Na canjibrina, criação de Paula Mühlbach, do físico Heitor Marques e da publicitária Desirée Marantes, cada safra recebe um rótulo diferente. O trio produz cerveja desde setembro de 2006 e estava com a 16ª experiência fermentando na cervejaria instalada no quarto de empregada do apartamento dele. Servem garrafas da 11ª, 12ª e 13ª safra aos presentes. Muda o rótulo, mas o slogan é sempre o mesmo: “Amar a cerveja sobre todas as coisas”.

As últimas garrafas estão sendo servidas e a reunião está quase no fim quando os participantes começam a debater a periodicidade dos próximos encontros. Um grupo quer que as reuniões sejam mensais, outro acha melhor que sejam bimestrais para dar tempo de preparar e levar uma nova cerveja. Argumentos de parte a parte, decidem todos pelo meio-termo. As reuniões serão mensais, mas se alguém quiser aparecer só de dois em dois meses não haverá problema.
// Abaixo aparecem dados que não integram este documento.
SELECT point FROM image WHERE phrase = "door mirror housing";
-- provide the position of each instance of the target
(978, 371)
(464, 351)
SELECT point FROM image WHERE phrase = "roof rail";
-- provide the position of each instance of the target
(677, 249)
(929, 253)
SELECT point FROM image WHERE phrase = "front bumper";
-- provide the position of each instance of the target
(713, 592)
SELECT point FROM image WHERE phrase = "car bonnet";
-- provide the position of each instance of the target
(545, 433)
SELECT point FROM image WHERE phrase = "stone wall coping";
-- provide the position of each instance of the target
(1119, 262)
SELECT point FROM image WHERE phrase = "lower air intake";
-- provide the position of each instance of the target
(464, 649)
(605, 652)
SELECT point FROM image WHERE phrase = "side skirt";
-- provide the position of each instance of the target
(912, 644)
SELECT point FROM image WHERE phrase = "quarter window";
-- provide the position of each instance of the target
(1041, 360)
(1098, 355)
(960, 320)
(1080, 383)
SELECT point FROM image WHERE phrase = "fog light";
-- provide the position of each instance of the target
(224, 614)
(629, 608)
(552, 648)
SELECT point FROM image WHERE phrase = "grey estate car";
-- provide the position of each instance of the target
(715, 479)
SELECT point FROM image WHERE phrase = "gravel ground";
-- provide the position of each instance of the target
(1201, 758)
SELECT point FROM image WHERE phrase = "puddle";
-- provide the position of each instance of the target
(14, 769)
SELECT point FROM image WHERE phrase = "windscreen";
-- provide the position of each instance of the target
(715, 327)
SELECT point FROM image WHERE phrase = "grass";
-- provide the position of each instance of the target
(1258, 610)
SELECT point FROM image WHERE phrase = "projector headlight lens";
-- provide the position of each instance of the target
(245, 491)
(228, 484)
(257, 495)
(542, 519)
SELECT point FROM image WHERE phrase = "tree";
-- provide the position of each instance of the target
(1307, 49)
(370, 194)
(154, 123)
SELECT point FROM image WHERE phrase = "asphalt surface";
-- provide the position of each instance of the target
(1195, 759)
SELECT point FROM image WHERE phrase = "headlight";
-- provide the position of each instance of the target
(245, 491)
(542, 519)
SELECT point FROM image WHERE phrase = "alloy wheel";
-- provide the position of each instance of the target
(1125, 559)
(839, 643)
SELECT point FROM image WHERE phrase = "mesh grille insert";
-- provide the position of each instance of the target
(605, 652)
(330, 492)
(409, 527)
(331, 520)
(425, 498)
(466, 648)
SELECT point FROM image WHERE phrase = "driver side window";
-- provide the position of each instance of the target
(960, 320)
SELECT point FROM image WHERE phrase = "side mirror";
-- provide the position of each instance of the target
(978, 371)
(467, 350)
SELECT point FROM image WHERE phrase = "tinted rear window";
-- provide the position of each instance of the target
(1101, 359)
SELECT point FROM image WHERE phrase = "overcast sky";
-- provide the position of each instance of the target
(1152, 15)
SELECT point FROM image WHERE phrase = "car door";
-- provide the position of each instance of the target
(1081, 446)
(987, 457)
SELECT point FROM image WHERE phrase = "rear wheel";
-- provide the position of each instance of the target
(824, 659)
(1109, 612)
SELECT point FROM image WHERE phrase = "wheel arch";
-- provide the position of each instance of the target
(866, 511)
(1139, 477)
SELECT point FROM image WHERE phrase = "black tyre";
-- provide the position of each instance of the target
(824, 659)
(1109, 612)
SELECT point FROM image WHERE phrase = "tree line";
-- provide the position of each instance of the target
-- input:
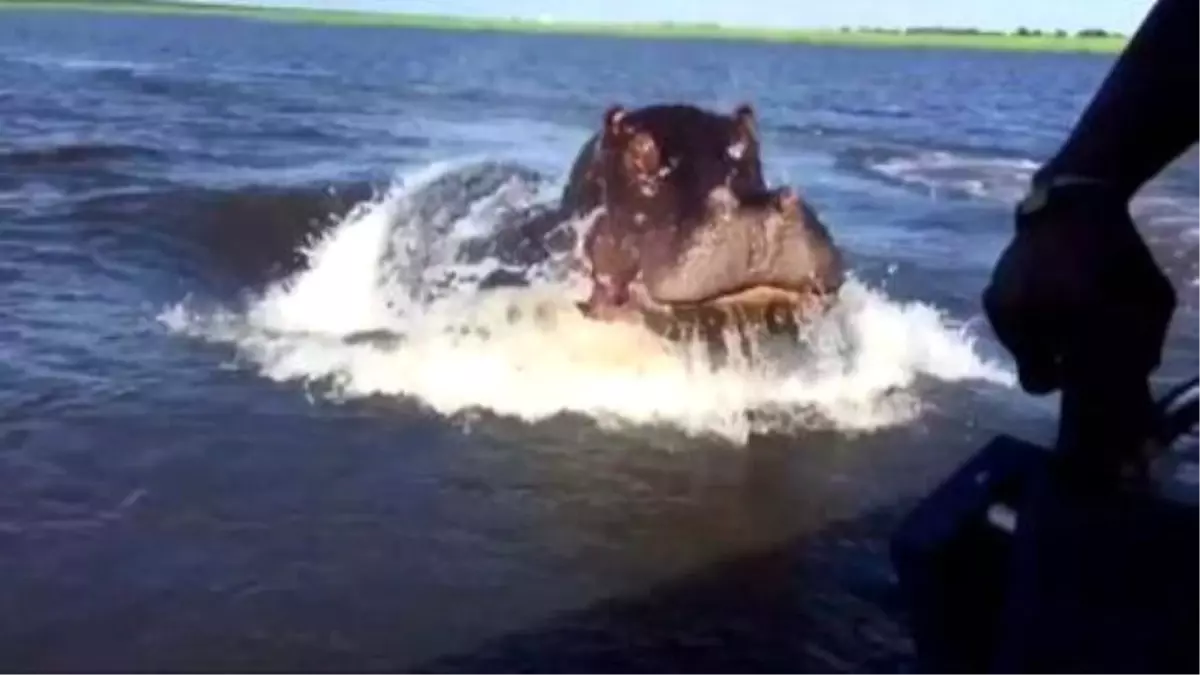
(952, 30)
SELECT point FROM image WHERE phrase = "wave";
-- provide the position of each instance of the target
(388, 305)
(72, 154)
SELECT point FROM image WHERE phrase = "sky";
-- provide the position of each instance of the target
(1005, 15)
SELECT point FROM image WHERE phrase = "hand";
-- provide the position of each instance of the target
(1078, 279)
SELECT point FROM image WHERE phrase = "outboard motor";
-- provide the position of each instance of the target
(1015, 565)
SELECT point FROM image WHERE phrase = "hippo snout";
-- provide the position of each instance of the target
(768, 239)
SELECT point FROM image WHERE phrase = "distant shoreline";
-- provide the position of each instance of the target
(1098, 45)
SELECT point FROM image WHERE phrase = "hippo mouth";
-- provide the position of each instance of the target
(765, 250)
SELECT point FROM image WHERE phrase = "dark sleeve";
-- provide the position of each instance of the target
(1146, 112)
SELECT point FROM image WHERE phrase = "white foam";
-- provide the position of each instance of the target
(527, 353)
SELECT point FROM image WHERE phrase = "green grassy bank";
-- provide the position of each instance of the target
(657, 31)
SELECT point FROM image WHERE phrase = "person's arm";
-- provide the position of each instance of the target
(1147, 109)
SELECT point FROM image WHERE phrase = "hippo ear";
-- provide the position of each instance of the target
(612, 124)
(642, 156)
(745, 131)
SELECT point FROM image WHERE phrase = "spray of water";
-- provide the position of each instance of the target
(364, 320)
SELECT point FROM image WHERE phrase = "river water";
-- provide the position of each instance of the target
(202, 470)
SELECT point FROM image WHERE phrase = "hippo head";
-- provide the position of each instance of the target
(763, 240)
(660, 163)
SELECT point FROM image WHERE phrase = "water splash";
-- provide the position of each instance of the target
(355, 322)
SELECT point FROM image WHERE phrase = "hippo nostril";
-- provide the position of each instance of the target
(787, 201)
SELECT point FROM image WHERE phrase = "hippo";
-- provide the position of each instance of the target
(688, 223)
(684, 231)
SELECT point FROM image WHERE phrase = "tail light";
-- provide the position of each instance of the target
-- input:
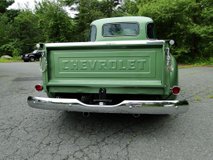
(175, 90)
(39, 87)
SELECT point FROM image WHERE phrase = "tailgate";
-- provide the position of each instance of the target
(106, 66)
E, sim, fazendo jus à célebre correlação entre cerveja e a má forma física, todos ostentam nem que seja uma barriguinha.

Cerveja brasileira

Entendo muito pouco de cerveja e não deveria estar falando sobre o assunto, mas, instado por uma conversa com o Träsel, vou meter minha colher. Meu método pessoal de seleção da bebida envolve basicamente os seguintes passos:

Dê um gole. É alcoólico? Se sim, passe para a próxima etapa. -> Tem cheiro de cereais ou vegetais menos nobres decompostos? Se não, próxima etapa. -> Deixa retrogosto de cloro ou água podre? Se não, passe para a próxima etapa. -> Beba o resto.

Para o meu paladar, seguindo à risca esses preceitos, no Brasil inteiro só passam a Itaipava, Boêmia, Original e Cerpa. De todas elas a que mais gosto é a Itaipava, pois sucede que, além de passar nos testes acima, costuma ser a mais barata do grupo.
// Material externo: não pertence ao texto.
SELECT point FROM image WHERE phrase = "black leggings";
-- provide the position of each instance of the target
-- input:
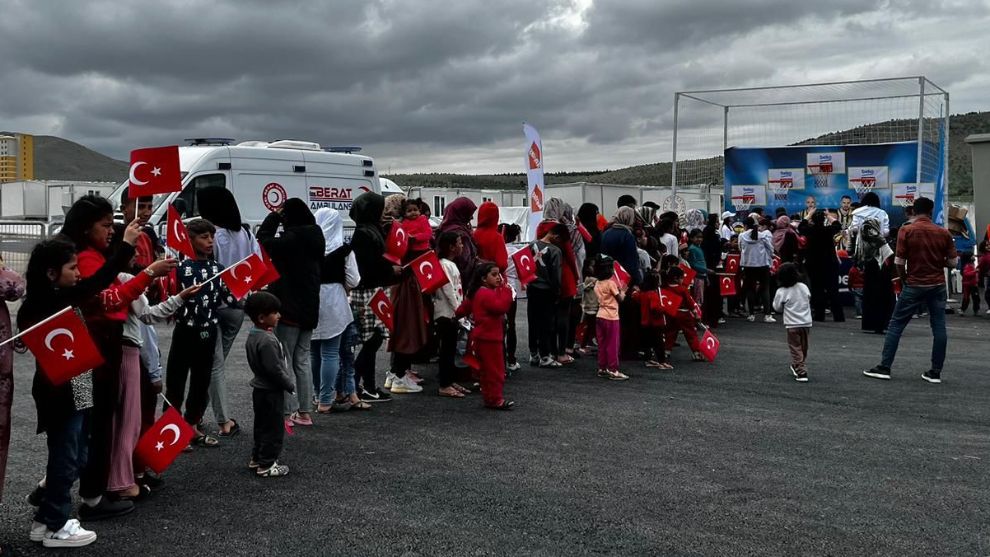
(757, 283)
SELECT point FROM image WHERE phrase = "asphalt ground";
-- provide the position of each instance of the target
(731, 458)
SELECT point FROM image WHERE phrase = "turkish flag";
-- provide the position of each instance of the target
(429, 272)
(670, 302)
(163, 441)
(525, 266)
(620, 275)
(243, 276)
(732, 263)
(727, 284)
(397, 244)
(271, 273)
(154, 170)
(709, 345)
(177, 236)
(775, 265)
(381, 306)
(689, 274)
(62, 346)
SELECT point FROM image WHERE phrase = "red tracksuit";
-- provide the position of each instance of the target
(684, 321)
(488, 308)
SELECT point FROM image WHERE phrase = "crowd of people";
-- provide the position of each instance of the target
(602, 286)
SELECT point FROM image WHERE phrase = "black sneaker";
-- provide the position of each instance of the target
(377, 396)
(104, 509)
(878, 372)
(153, 482)
(37, 496)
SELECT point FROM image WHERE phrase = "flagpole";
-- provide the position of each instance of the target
(35, 326)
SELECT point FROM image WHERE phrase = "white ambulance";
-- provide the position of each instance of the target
(263, 175)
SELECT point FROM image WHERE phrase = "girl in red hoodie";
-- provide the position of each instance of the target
(487, 301)
(653, 320)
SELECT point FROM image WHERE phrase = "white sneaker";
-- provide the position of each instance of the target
(38, 531)
(71, 535)
(404, 385)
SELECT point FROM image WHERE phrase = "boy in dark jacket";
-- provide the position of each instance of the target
(544, 294)
(297, 253)
(271, 382)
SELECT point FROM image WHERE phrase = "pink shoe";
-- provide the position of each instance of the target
(299, 419)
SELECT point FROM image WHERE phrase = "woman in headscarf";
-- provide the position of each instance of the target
(338, 273)
(823, 267)
(574, 257)
(711, 245)
(619, 243)
(874, 256)
(785, 240)
(457, 219)
(588, 217)
(232, 242)
(296, 253)
(368, 244)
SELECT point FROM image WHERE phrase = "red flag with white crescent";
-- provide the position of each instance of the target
(154, 170)
(689, 274)
(429, 272)
(727, 284)
(670, 301)
(620, 275)
(381, 306)
(162, 443)
(63, 347)
(709, 345)
(732, 263)
(177, 237)
(397, 244)
(242, 277)
(525, 265)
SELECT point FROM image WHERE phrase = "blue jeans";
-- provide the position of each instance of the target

Há alguns dias estava falando com o especialista no assunto e ele disse que todo mundo de São Paulo que ele conhece fala mal da Itaipava, ao que eu respondi: Isso deve ser opinião de mulher, a maioria dos bebedores profissionais de cerveja que conheço aqui trocam quase qualquer outra pela Itaipava. Mulher não gosta porque é barata e as paulistanas têm isso de não gostarem de coisas baratas – são sinônimo, para elas, de coisa ruim. Enfim. E ele respondeu: “bingo”.

Esse é o mesmo tipo de mulher que bebe Freixenet ou Prosecco feito em alambiques fétidos na Sicília e acha muito melhor que espumante brasileiro (aqueles mesmos que ganham a maioria dos concursos de degustação às escuras na França). Os importadores brasileiros são sujeitos muito sortudos, pois a combinação de um público que não faça idéia do que está bebendo e que tenha os bolsos forrados e pródigos deve ocorrer muito raramente em outras paragens.

Passei uns cinco anos tomando cervejas uruguaias quando morei na fronteira e trabalhava no Uruguai: Nenhuma das cervejas uruguaias dos anos 90 – não sei como estão hoje – tinha o gosto nítido e marcante de água de piscina que quase todas as cervejas brasileiras têm. As exceções são as que estão na lista acima.